Bimolecular Peroxy Radical (RO 2 ) Reactions and Their Relevance in Radical Initiated Oxidation of Hydrocarbons.

The kinetics of peroxy radical (RO 2 ) reactions have been of long-standing interest in atmospheric and combustion chemistry. Nevertheless, the lack of kinetic studies at higher temperatures for their reactions with other radicals such as OH has precluded the inclusion of this class of reactions in detailed kinetics models developed for combustion applications. In this work, guided by the limited room-temperature experimental studies on selected alkyl-peroxy radicals and literature theoretical kinetics on the prototypical CH 3 O 2 + OH system, we have performed parametric studies on the effect of uncertainties in the rate coefficients and branching ratios to potential product channels for RO 2 + OH reactions at higher temperatures. Literature kinetics models were used to simulate autoignition delays, laminar flame speeds, and speciation profiles in flow and stirred reactors for a variety of common combustion-relevant fuels. Inclusion of RO 2 + OH reactions was found to retard autoignition in fuel-lean (φ = 0.5) mixtures of ethane and dimethyl ether in air. The observed effects were noticeably more pronounced in ozone-enriched combustion of ethane and dimethyl ether. The simulations also examined the influence of ozone doping levels, pressures, and equivalence ratios for both ethane and dimethyl ether oxidation.

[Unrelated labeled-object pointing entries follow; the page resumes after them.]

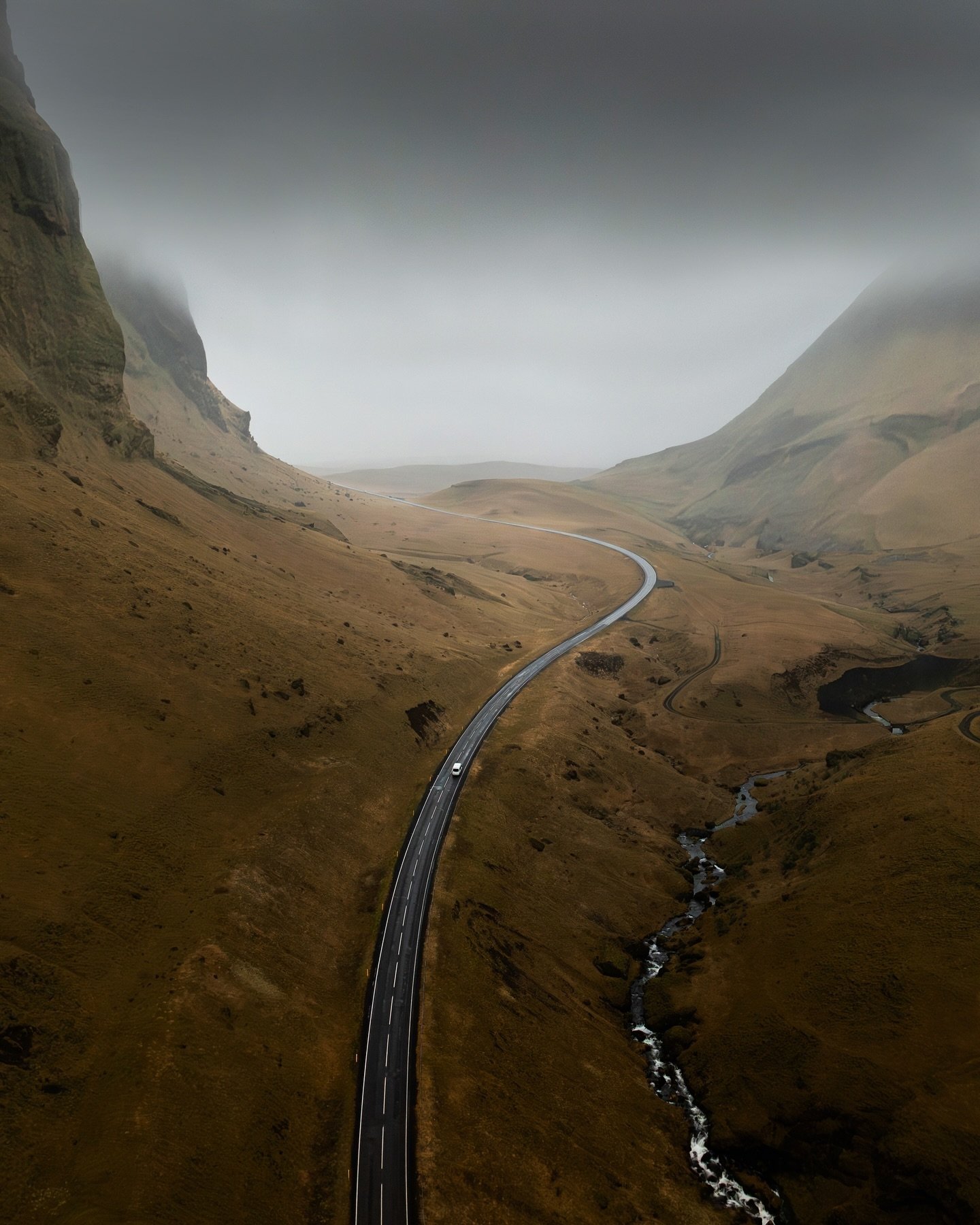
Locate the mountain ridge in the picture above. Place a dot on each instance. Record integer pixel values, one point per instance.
(865, 441)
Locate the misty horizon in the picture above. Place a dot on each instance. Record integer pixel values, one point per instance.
(414, 234)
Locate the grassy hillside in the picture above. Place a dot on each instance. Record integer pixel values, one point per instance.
(868, 441)
(211, 747)
(823, 1012)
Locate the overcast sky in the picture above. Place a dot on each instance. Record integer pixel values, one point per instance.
(557, 231)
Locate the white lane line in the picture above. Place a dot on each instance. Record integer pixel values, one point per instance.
(519, 683)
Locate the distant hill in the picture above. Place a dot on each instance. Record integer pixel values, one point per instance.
(871, 439)
(408, 480)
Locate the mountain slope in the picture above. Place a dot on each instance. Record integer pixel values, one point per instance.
(869, 440)
(208, 747)
(61, 352)
(425, 478)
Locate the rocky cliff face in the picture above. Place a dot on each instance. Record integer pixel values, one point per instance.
(159, 326)
(61, 355)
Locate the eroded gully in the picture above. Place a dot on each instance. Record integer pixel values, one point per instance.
(664, 1076)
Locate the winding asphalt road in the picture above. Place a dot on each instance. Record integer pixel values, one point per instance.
(692, 676)
(384, 1173)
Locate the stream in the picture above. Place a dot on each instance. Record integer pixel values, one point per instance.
(666, 1077)
(880, 718)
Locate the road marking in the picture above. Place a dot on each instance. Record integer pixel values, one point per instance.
(442, 804)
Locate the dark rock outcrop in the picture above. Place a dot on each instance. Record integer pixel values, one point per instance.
(61, 355)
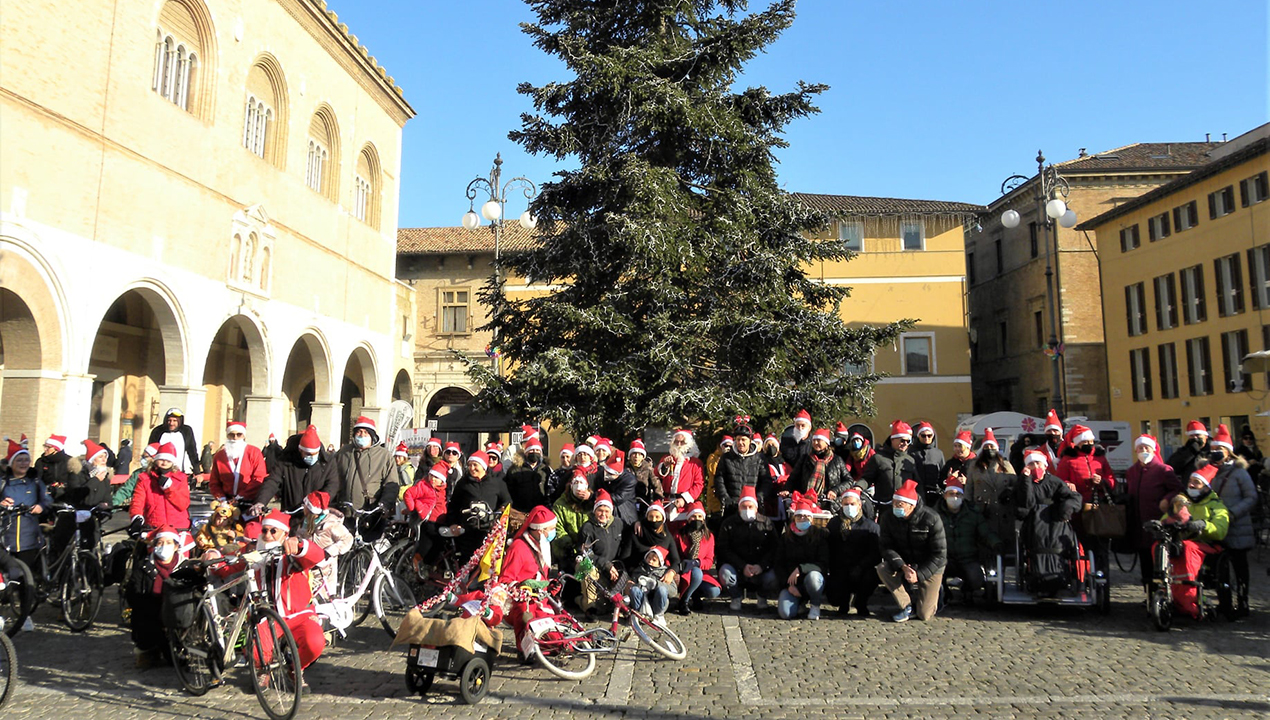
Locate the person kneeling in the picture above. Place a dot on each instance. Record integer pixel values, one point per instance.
(913, 555)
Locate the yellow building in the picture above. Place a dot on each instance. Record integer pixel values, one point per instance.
(1186, 291)
(200, 203)
(911, 264)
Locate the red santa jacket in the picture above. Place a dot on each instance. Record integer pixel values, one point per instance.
(1080, 470)
(426, 500)
(687, 480)
(250, 475)
(161, 507)
(522, 563)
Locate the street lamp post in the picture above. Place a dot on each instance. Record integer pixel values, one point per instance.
(1050, 196)
(492, 210)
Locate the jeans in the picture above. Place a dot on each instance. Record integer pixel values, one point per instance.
(735, 583)
(810, 587)
(658, 598)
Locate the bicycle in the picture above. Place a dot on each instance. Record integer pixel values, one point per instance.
(75, 575)
(202, 652)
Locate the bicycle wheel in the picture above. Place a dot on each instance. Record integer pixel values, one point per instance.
(351, 574)
(81, 592)
(8, 669)
(276, 674)
(661, 639)
(196, 654)
(391, 601)
(561, 658)
(17, 600)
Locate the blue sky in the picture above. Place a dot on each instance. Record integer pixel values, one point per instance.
(927, 99)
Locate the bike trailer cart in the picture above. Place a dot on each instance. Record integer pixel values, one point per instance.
(461, 649)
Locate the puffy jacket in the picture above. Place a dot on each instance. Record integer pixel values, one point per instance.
(887, 470)
(1240, 495)
(734, 473)
(292, 480)
(741, 542)
(161, 506)
(1081, 470)
(916, 540)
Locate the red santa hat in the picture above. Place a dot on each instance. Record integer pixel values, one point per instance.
(277, 518)
(318, 502)
(901, 429)
(1205, 474)
(1223, 437)
(1052, 422)
(93, 450)
(167, 451)
(907, 493)
(310, 442)
(603, 498)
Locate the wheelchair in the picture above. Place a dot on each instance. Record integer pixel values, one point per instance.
(1216, 579)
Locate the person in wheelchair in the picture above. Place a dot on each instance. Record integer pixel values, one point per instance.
(1045, 506)
(968, 537)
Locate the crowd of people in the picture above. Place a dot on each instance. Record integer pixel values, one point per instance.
(813, 518)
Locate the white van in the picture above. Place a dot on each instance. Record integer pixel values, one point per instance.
(1113, 434)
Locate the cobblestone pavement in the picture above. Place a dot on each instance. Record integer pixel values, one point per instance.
(1021, 662)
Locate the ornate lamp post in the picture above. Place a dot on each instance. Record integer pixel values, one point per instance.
(492, 210)
(1050, 197)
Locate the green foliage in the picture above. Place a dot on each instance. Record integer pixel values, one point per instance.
(680, 264)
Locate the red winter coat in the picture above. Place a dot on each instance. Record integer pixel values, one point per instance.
(690, 483)
(1080, 470)
(250, 470)
(161, 507)
(426, 500)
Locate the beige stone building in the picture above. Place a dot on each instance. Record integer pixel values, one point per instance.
(198, 206)
(1010, 323)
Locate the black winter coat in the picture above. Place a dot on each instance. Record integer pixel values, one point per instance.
(739, 542)
(291, 480)
(917, 540)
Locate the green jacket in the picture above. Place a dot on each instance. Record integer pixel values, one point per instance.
(967, 532)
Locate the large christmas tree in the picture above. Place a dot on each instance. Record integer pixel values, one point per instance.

Sensitivity and flux analyses revealed that the RO 2 + OH reaction is a significant sink of RO 2 radicals at the early stage of autoignition, affecting fuel oxidation through RO 2 ↔ QOOH, RO 2 ↔ alkene + HO 2 , or RO 2 + HO 2 ↔ ROOH + O 2 . Additionally, the kinetic stability of the trioxide formed from RO 2 + OH reactions was investigated using master equation analyses. Last, we discuss other bimolecular reactions that are missing in literature kinetics models but are relevant to hydrocarbon oxidation initiated by external radical sources (plasma-enhanced, ozone-enriched combustion, etc.). The present simulations provide a strong motivation for better characterizing the bimolecular kinetics of peroxy radicals.